Look at/print the model performance and compare it with the null model (still only on training data). Here, we want the performance of the tuned, best-fitting model on the CV dataset (we are not yet touching the test data). You can get that for instance with the
show_best() function, which gives you the mean cross-validated performance for the best models. It also shows the standard deviation for the performance. Compare that model performance with the null model.
The mean and standard deviation of the performance give you a measure of overall performance and variability in that measure. The plots show you if there are any systematic deviations between model and data. Taken together, these can be compared for the different models and based on those (and as wanted, other considerations) a final model can be chosen.
Implement the model tuning/fitting and evaluating steps for all 3 models.
Once you have implemented above steps for the 3 models, you should a “best” fit for each one based on the tuning process. For each best model you should have performance, uncertainty around the performance measure, and some diagnostic plots. While for any real research project, you likely want to look deeper (e.g. at uncertainty in predictions instead of just overall performance), for now this is enough. Pick one of the three models. Explain why you pick it. There is no single answer that’s correct, I just want you to learn to reason/argue for why you are doing something: in this case justify why you are picking the model you do.
Once you picked your final model, you are allowed to once – and only once – fit it to the test data and check how well it performs on that data. This gives you a somewhat honest estimate of how the model might perform for new, unseen data. You can do that using the
last_fit() function applied to the model you end up choosing. For the final model applied to the test set, report performance and the diagnostic plots as above.
And that concludes what is likely a fairly long exercise.

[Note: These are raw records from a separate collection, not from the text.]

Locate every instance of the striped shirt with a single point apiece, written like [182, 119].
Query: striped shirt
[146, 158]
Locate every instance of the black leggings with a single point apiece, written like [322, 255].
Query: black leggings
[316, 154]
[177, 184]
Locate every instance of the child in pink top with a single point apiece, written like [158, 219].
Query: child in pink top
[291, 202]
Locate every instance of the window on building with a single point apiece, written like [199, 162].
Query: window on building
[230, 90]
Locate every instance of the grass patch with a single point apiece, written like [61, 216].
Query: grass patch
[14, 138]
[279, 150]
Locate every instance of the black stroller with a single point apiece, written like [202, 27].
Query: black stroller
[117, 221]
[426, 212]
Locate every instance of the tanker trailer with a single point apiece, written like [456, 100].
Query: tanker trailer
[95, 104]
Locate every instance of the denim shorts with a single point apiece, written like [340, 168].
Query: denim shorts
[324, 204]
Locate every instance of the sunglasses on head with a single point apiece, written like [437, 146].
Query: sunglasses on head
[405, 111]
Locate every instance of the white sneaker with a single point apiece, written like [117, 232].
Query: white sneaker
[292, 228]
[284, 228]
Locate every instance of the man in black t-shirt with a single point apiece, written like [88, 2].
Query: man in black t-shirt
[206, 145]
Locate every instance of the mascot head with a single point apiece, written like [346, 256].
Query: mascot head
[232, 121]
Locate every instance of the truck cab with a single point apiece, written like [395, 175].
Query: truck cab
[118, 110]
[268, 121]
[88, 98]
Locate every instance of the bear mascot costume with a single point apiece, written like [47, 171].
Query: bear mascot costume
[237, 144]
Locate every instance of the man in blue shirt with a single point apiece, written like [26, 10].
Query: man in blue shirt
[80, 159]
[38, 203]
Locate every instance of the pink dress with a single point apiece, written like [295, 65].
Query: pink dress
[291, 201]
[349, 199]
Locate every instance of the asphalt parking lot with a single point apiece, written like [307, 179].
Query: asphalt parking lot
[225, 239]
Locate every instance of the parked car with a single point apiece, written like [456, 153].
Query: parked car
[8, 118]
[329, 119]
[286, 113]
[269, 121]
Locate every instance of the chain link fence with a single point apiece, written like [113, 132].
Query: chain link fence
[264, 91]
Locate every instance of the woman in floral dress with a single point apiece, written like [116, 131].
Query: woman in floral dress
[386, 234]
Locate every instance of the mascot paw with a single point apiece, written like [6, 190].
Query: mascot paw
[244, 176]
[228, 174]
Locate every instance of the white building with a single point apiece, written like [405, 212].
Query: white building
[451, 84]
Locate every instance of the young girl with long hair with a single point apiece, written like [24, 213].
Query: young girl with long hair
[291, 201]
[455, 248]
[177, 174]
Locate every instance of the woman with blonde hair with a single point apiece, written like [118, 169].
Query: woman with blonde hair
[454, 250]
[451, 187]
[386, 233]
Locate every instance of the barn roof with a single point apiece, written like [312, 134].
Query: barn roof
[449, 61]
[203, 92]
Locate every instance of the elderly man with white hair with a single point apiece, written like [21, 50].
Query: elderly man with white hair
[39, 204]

The code itself is not that long, but it will take you time to cobble it together from the
tidymodel tutorial and possibly other sources.
Make sure your analysis and all results are nicely documented and when knitted, your main analysis Rmd file produces a nice-looking HTML page. In a future exercise, you will add this to your portfolio. No need to post about the exercise, I know where to find it.

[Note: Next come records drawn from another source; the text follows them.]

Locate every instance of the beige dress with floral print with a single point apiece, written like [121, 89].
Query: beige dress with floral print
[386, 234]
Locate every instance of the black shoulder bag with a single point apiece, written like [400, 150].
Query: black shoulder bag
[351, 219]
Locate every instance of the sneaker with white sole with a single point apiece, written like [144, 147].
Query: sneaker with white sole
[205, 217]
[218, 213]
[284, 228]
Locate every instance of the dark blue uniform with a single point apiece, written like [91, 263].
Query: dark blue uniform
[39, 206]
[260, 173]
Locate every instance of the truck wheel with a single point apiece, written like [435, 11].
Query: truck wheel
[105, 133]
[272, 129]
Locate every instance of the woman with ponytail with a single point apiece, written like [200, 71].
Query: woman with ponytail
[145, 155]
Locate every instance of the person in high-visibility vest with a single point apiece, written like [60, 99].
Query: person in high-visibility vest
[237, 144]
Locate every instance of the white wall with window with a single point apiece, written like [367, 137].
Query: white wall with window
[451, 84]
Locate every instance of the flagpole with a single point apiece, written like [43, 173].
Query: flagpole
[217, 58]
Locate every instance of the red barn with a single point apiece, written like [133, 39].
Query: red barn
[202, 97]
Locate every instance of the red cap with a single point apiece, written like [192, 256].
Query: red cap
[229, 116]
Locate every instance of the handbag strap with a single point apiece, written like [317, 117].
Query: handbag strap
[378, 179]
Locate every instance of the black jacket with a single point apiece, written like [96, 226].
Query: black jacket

Let’s use this week’s discussion to talk about projects. Post a short summary of your project, very briefly describing your data, your question(s), your (planned) methods and (expected) results. Sort of like an abstract for a paper. This way, everyone can get a quick glimpse as to what everyone else is doing. Also provide a link to the repo for easy access.
Then, also post any specific questions/struggles/concerns you might have regarding your project. It’s quite likely that there is some overlap in approaches and questions among you and your classmates. Hopefully, through this discussion you can provide each other with some help and input.
Post this by Wednesday. Then read the summaries of your classmates’ projects. If you see a question/topic that you think you might be able to help with, either by answering a specific question, or by providing some general feedback, do so.
And of course, as you look at each others projects, it’s a 2-way street. You can provide help/feedback, but you are also welcome to take inspiration from what others are doing and integrate some of that into your own project.
Since you get feedback from me at each of your submission points, I plan to stay out of this week’s discussion 😁. So this is all you helping each other. Each of you will be reviewing 2 projects in a lot of depth at the end, but hopefully with the discussion this week you get a bit of an idea of what everyone else is doing, and you can provide feedback to others and earlier.